— Par Selim Lander —
Elie Salleron est un jeune auteur, animateur de la compagnie « Rascar Capac » (les tintinophiles apprécieront). Il a écrit au pied levé, pour occuper un créneau qui venait de se libérer dans une petite salle du OFF, un spectacle pour deux comédiens et une comédienne qui ne manque ni d’impertinence ni de pertinence. Il est en effet sinon outrecuidant du moins réellement impertinent de brocarder tout du long l’éditorial d’Olivier Py, le directeur du IN comme chacun sait, plus précisément son introduction au programme du « festival » (le festival tout court, i. e. le IN).
Verbatim : « Quand la révolution est impossible il reste le théâtre. Les utopies y attendent des jours propices, les forces novatrices y inventent encore un demain, les vœux de paix et d’équité n’y sont pas prononcés en vain. Quand Hamlet voit l’impossibilité de la révolution, il convoque le théâtre pour y faire une révolution de théâtre qui dit que tout est encore possible, qu’il faut réanimer le désir de jours enivrés de devenirs.
C’est au théâtre que nous préservons les forces vives du changement à l’échelle de l’individu. Face au désespoir du politique, le théâtre invente un espoir politique qui n’est pas symbolique mais exemplaire, emblématique, incarné, nécessaire… » (Programme de la 70e édition du festival d’Avignon, 2016, p. 1).
Fermez le ban. Curieuse conception que celle qui consiste à assimiler le théâtre – tout le théâtre ? plus vraisemblablement le seul qui soit digne de ce nom aux yeux d’O. Py – à un laboratoire où se préparerait la révolution future. Faire du théâtre, aller au « théâtre », plus précisément assister aux pièces retenues par le directeur du festival, ce serait donc faire un acte politique (pré-)révolutionnaire. C’est d’ailleurs encore le sens du message diffusé par O. Py au lendemain de l’attentat de Nice :
« En cette journée de deuil, nous réaffirmons que le spectateur est un homme, une femme, un enfant engagés » (cité in Libération des 16-17 juillet, p. 21). Eh oui, les enfants aussi !

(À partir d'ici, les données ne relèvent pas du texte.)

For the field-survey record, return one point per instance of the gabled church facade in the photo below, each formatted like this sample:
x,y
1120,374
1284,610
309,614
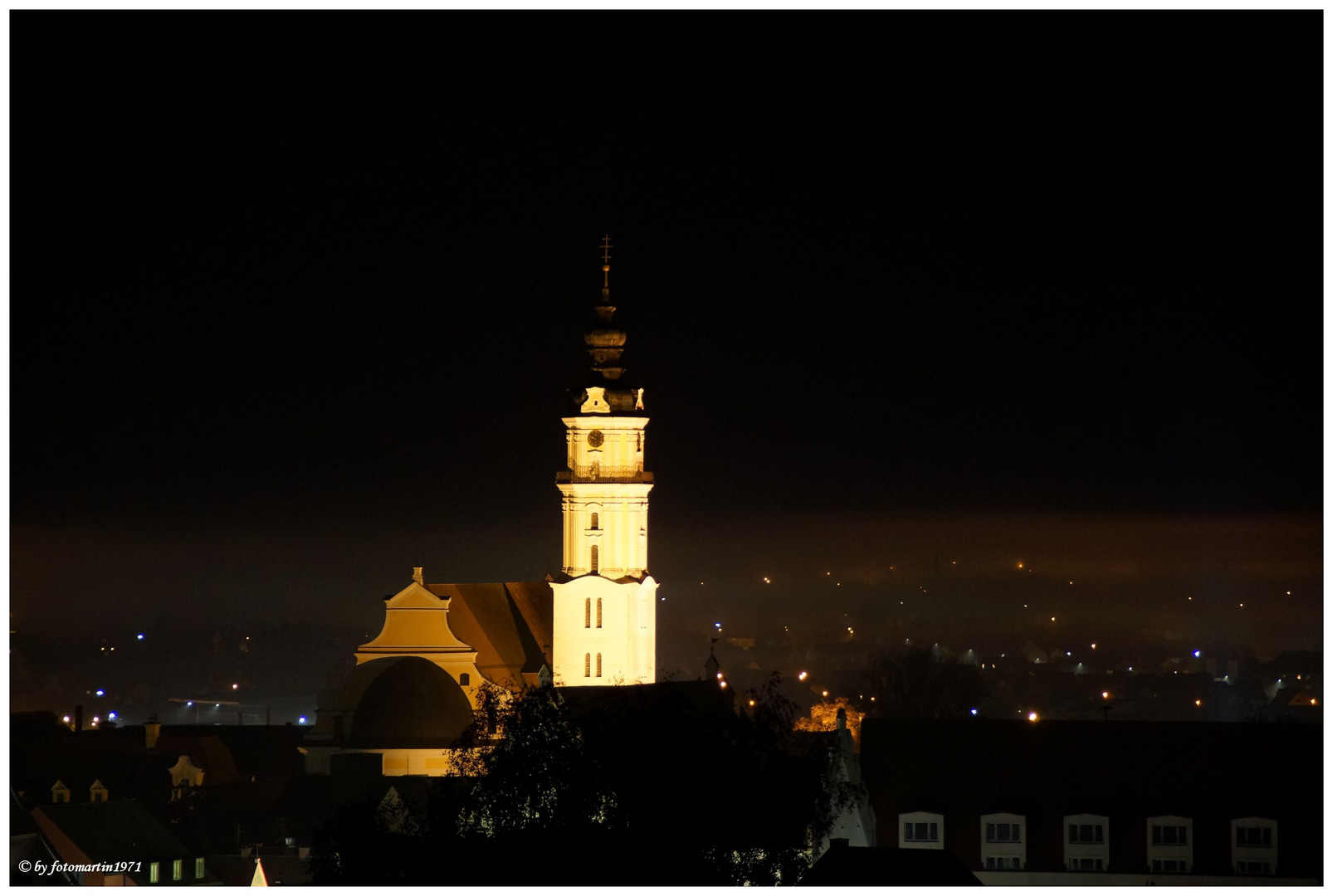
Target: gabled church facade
x,y
592,624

La réalité, on s’en doute, est plus compliquée. On nous permettra de renvoyer ici le lecteur à notre article intitulé « Le théâtre et ses spectateurs » in Esprit n° 403, mars avril 2014, p. 219-225. En bref, l’intention politique, au théâtre, ne suffit pas pour atteindre une efficacité politique. Les spectateurs, même convaincus d’avance de la justesse d’un discours prônant un changement radical, ne s’engagent pas aussi facilement. Quant aux autres…
L’aliénation a la peau dure. C’est justement là-dessus que joue E. Salleron en imaginant un futur où les spectateurs seraient, grâce au théâtre, libérés de leurs chaînes et de leurs préjugés. Cependant, comme un doute subsiste sur l’efficacité de la méthode (voir supra), un recours à la force pure et simple est également envisagé. D’où le titre.
Le charme d’Inconcevable silhouette du nouveau futur qui tue tient principalement à la complicité entre les deux comédiens du trio qui se renvoient plaisamment la balle, avec ce qu’il faut de maladresse (involontaire ?) pour faire croire qu’ils improvisent devant nous. Deux poupées géantes n’ajoutent guère à l’affaire, pas plus que le monologue plus lu que récité d’une comédienne censée personnifier une directrice d’école attachée à former des citoyens. On apprécie davantage, par contre le « robot » à l’intelligence (artificielle) approximative qui s’exprime à travers un ordinateur portable.
Au final, une pièce empreinte de bonne humeur et de modestie, qui ne vise pas moins juste pour autant.